Oberlandesgericht Oldenburg Urteil11.02.2008

Inwiekenrecht im Fehngebiet ist geltendes Gewohn­heitsrechtInwiekenrecht hat seine Gütigkeit nicht durch das BGB verloren

Das Oberlan­des­gericht Oldenburg hat entschieden, dass das sogenannte "Inwiekenrecht" in Rhauderfehn in Ostfriesland als altes Gewohn­heitsrecht weiterhin Gültigkeit hat. Bei dem Inwiekenrecht handelt es sich um das Recht auf Benutzung eines Randstreifens der Anlie­ger­grund­stücke einer Inwieke (Nebenkanal) auf dem Landweg von der Hauptwieke (Hauptkanal) aus.

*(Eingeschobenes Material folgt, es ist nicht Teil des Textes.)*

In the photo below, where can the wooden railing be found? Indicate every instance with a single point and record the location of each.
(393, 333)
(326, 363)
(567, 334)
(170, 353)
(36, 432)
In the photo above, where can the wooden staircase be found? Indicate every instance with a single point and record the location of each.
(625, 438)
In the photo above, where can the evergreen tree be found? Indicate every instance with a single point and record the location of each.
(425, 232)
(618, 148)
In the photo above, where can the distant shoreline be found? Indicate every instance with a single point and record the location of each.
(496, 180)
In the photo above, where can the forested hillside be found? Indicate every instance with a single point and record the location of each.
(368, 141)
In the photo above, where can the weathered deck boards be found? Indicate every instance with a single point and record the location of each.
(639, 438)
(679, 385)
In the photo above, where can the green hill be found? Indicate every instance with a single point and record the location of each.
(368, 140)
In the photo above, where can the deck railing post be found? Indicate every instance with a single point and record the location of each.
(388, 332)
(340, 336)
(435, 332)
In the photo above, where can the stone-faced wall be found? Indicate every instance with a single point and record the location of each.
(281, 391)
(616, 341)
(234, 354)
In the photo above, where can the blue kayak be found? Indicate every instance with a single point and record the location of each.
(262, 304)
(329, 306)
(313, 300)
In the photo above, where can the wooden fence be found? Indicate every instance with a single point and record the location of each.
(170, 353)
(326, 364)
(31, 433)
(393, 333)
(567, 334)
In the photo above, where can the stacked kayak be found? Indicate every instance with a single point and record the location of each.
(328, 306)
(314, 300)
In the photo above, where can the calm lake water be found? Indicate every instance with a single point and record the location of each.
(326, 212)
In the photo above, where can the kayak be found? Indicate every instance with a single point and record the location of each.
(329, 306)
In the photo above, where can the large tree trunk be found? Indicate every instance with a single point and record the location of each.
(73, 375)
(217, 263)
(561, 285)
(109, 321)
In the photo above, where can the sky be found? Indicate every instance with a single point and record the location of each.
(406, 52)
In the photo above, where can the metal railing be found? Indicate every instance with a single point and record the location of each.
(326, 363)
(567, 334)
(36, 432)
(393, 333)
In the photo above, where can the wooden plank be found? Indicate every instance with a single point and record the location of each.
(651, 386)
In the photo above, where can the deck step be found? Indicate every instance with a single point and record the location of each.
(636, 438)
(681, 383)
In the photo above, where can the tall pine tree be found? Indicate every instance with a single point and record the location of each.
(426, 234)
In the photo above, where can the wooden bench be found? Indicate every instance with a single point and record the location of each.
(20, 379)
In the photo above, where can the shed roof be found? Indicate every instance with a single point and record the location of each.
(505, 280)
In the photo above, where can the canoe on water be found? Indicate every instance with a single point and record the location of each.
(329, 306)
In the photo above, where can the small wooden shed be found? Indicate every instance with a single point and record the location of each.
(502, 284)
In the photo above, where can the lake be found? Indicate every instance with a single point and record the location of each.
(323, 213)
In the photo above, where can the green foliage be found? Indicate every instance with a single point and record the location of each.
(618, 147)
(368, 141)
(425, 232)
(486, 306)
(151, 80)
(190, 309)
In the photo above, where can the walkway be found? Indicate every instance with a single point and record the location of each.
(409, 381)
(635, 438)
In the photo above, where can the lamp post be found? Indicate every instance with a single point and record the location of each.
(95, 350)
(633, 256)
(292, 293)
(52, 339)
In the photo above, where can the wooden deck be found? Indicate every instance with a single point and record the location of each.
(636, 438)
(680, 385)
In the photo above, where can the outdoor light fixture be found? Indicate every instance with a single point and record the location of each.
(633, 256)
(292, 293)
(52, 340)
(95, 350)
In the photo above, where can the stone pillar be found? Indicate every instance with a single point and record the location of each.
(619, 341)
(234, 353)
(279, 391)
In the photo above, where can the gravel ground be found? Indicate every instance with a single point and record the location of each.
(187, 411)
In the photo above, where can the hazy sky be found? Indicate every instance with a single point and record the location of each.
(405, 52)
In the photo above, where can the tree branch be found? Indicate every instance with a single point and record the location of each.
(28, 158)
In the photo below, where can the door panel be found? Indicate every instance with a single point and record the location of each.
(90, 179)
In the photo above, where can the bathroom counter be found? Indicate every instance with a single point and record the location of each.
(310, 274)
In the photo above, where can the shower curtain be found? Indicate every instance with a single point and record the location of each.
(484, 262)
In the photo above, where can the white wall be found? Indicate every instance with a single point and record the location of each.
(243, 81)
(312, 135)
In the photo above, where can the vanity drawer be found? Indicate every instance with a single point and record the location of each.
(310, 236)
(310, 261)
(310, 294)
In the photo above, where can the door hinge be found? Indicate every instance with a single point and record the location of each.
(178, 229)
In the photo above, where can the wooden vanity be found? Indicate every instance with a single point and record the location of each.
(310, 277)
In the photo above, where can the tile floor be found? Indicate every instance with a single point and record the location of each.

Der Entscheidung lag die Klage von zwei Grund­s­tücks­ei­gen­tümern zugrunde, die die benachbarten Grund­s­tücks­ei­gentümer auf Benutzung einer an einer Inwieke angrenzenden Grund­s­tücks­fläche als Weg verklagt hatten. Die Beklagten waren Ende der 90er Jahre erst zugezogen. Die Ostgrenze des Grundstücks der Beklagten verläuft in der Mitte einer heute teilweise zugeschütteten Inwieke. Entlang der Inwieke befindet sich ein Weg. Die Beklagten hatten auf ihrem Grundstück einen Metallzaun errichtet und damit die Wegenutzung entlang der Inwieke durch die Kläger verhindert. Sie beriefen sich u.a. darauf, das Inwiekenrecht habe seine Geltung wegen des Strukturwandels in den Fehnsiedlungen verloren. Im Übrigen könnten die Kläger auch auf andere Weise zu ihren hinterliegenden Grundstücken gelangen.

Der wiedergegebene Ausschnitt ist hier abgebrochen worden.